Diritto o privilegio? Il parroco è netto: «I cristiani a Gaza non dovrebbero aver bisogno di un permesso per poter celebrare il Natale a Betlemme!» Dopo aver riferito queste parole di padre Mario da Silva il 15 dicembre scorso, il Patriarcato latino di Gerusalemme ricorda che nella Striscia i movimenti da e per Israele, la Cisgiordania o altri Paesi sono governati da un regime di autorizzazioni militari messo in atto dallo Stato ebraico a partire dal 1991. Un modo per «controllare gli affari civili dei palestinesi, comprese le possibilità di viaggio, lavoro e procedure sanitarie».
Così, per questo Natale 2018, riferisce il parroco cattolico della Sacra Famiglia a Gaza City, 500 permessi sono stati approvati dalle autorità militari israeliane per l’intera piccola minoranza cristiana della Striscia di Gaza, tra cattolici e ortodossi. I permessi rilasciati riguardano persone di età superiore ai 55 anni e dai 16 a 35 anni. I minori al di sotto dei 16 anni non sono interessati.
Una pratica che divide le famiglie, osserva il sacerdote di Gaza, di origini brasiliane, membro dell’Istituto del Verbo Incarnato, che ha recentemente celebrato i suoi 25 anni di presenza in Terra Santa. Padre Da Silva aggiunge che «Israele applica una politica di separazione tra genitori e figli», distribuendo ad esempio un permesso al padre, ma non alla madre e ai figli. In pratica, i fortunati che hanno ottenuto un permesso alla fine decidono di rimanere a Gaza per festeggiare il Natale con tutta la famiglia. Per mons. Giacinto Boulos Marcuzzo, vicario patriarcale per Gerusalemme e della Palestina, che ha parlato al portale informativo della Santa Sede Vatican News, tale pratica «è una logica di occupazione che non comprendiamo, nè giustifichiamo».
A Natale come a Pasqua, Israele teme che i cristiani che hanno il permesso di visitare i luoghi santi e le loro famiglie non tornino più indietro dopo aver attraversato il confine al valico di Erez. Oggi, su una popolazione stimata in due milioni di abitanti (per lo più musulmani), la comunità cristiana nella Striscia di Gaza, dice il Patriarcato latino, ha circa 1.100 anime. Tra questi, la maggioranza è greco-ortodossa insieme a 121 cattolici, come ha sottolineato mons. Marcuzzo.

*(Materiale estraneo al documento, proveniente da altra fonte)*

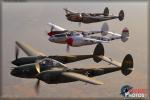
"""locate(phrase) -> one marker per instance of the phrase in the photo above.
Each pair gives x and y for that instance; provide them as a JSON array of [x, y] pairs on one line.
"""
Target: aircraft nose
[[15, 72]]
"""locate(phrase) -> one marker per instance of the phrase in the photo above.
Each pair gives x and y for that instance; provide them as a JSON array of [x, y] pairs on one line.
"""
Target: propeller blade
[[16, 52], [52, 27], [37, 66], [68, 48], [79, 24], [37, 86]]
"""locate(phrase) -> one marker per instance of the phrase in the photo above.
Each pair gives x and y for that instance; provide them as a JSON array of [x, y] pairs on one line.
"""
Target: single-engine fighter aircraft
[[81, 38], [52, 71], [92, 18]]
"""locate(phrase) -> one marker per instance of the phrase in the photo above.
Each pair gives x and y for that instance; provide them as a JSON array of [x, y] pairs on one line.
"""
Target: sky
[[27, 22]]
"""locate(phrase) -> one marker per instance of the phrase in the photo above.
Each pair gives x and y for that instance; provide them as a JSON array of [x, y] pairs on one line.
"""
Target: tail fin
[[121, 15], [127, 65], [98, 51], [104, 29], [106, 11], [125, 34]]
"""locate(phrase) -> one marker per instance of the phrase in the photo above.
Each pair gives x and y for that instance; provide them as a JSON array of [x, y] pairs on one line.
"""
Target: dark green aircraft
[[51, 69]]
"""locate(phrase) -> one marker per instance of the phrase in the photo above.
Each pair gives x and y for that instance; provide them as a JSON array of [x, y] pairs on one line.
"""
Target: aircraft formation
[[52, 69]]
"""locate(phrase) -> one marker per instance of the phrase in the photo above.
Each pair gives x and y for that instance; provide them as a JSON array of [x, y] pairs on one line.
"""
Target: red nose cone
[[69, 41], [50, 33], [125, 30]]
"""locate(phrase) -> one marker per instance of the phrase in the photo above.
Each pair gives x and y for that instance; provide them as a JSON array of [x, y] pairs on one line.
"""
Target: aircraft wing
[[56, 27], [29, 50], [115, 34], [81, 77], [94, 40], [70, 58]]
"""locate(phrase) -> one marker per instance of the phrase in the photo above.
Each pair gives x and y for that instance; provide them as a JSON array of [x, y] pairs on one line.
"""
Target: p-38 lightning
[[60, 35], [52, 70], [92, 17]]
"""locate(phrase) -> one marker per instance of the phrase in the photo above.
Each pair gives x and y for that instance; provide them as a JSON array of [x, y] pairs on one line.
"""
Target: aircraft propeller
[[37, 85], [50, 32], [16, 52], [69, 43]]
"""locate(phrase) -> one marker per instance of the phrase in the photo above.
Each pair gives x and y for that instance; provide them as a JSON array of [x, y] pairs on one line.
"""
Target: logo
[[129, 91]]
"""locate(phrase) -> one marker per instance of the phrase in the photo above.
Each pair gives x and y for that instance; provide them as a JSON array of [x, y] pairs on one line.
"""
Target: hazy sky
[[27, 22]]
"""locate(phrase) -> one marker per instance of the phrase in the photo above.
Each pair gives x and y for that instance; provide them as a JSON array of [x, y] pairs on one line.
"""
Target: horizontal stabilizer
[[82, 78]]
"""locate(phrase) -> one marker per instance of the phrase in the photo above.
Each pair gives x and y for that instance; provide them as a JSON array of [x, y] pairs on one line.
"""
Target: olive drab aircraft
[[52, 69], [92, 17], [60, 35]]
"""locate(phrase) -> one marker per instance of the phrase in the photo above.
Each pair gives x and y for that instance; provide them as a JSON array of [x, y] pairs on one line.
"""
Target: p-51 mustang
[[81, 38], [92, 18], [51, 69]]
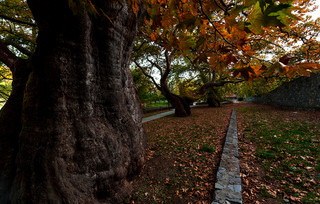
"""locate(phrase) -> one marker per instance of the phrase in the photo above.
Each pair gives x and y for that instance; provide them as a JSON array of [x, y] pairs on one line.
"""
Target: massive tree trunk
[[80, 138], [10, 126]]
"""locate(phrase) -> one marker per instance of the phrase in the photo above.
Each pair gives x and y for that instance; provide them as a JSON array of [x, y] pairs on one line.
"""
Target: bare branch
[[17, 21], [217, 84], [147, 75], [20, 48], [156, 65], [6, 56]]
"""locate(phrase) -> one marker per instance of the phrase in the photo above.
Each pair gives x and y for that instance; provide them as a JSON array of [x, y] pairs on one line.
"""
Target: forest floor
[[184, 153]]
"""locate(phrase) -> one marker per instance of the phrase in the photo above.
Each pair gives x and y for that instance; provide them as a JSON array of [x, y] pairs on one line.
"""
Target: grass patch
[[182, 157], [287, 147]]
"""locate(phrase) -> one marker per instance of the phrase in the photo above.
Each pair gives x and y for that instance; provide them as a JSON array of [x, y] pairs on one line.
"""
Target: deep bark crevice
[[80, 137]]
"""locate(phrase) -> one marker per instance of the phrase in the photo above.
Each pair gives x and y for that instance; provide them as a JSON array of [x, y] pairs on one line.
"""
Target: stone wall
[[302, 94]]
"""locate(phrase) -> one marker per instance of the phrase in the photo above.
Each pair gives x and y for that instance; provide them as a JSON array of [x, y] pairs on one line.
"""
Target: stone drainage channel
[[228, 184]]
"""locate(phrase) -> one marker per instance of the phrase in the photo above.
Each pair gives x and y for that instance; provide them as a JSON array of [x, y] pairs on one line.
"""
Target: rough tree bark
[[80, 138]]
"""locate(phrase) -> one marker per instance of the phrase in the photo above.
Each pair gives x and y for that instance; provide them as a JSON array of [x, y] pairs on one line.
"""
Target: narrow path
[[228, 185], [160, 115]]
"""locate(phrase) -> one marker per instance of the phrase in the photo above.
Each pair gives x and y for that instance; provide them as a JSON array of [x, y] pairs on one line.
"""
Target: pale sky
[[316, 14]]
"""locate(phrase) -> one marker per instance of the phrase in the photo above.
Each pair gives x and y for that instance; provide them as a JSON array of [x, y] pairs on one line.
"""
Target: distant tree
[[71, 129]]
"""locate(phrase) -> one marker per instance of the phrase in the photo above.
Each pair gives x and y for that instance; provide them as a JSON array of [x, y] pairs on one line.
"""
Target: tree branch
[[217, 84], [156, 65], [7, 57], [209, 19], [147, 75], [17, 21], [20, 48]]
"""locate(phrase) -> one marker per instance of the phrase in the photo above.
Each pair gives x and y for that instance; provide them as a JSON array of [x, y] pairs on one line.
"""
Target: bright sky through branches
[[316, 13]]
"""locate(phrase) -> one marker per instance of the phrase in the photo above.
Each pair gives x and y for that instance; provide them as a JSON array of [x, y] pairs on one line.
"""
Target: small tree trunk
[[212, 98], [80, 137]]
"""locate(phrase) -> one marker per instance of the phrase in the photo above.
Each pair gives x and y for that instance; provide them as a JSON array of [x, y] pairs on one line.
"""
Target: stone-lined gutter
[[228, 185]]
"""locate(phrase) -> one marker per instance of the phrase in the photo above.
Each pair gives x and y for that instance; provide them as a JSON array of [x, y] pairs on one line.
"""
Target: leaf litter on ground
[[182, 157], [279, 155]]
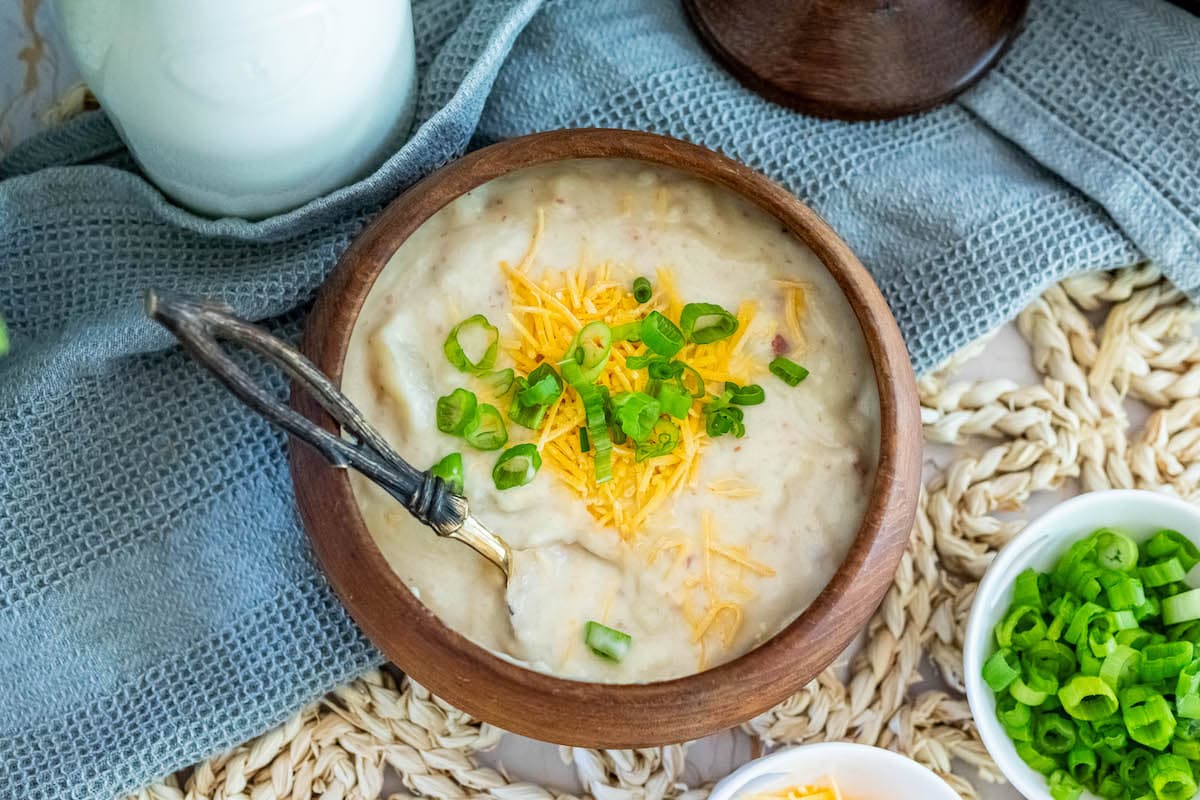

L’enclave palestinese di meno di 400 chilometri quadrati è governata dal movimento islamista Hamas dal 2007 ed è sottoposta a un rigido blocco israeliano via terra, mare e aria da oltre un decennio. Quattro comunità religiose cattoliche rimangono sul posto accanto al centinaio di fedeli cattolici: i sacerdoti e le suore dell’Istituto del Verbo incarnato, le Missionarie della Carità (fondata da Madre Teresa di Calcutta) e le Suore del Rosario.
Dopo mesi di manifestazioni e scontri tra palestinesi di Gaza e soldati israeliani, che hanno sollevato il timore di un nuovo conflitto armato, l’Egitto e il Qatar si sono adoperati per cercare di ridurre le tensioni.
Se non altro questo Natale nella Striscia sarà meno freddo e buio dei precedenti. Da fine ottobre, a seguito di una sovvenzione di 60 milioni di dollari messi a disposizione dal Qatar per far funzionare le tre turbine della centrale elettrica di Gaza fino a sei mesi, la popolazione può godere di una media tra le nove e le undici ore di energia al giorno, secondo un rapporto Onu. Nei mesi precedenti le ore di erogazione dell’energia elettrica ogni giorno non erano più di quattro.
Il primo ministro israeliano Benjamin Netanyahu ha anche autorizzato il Qatar a inviare due volte, due mensilità da 15 milioni di dollari per pagare gli stipendi dei dipendenti pubblici nella Striscia di Gaza.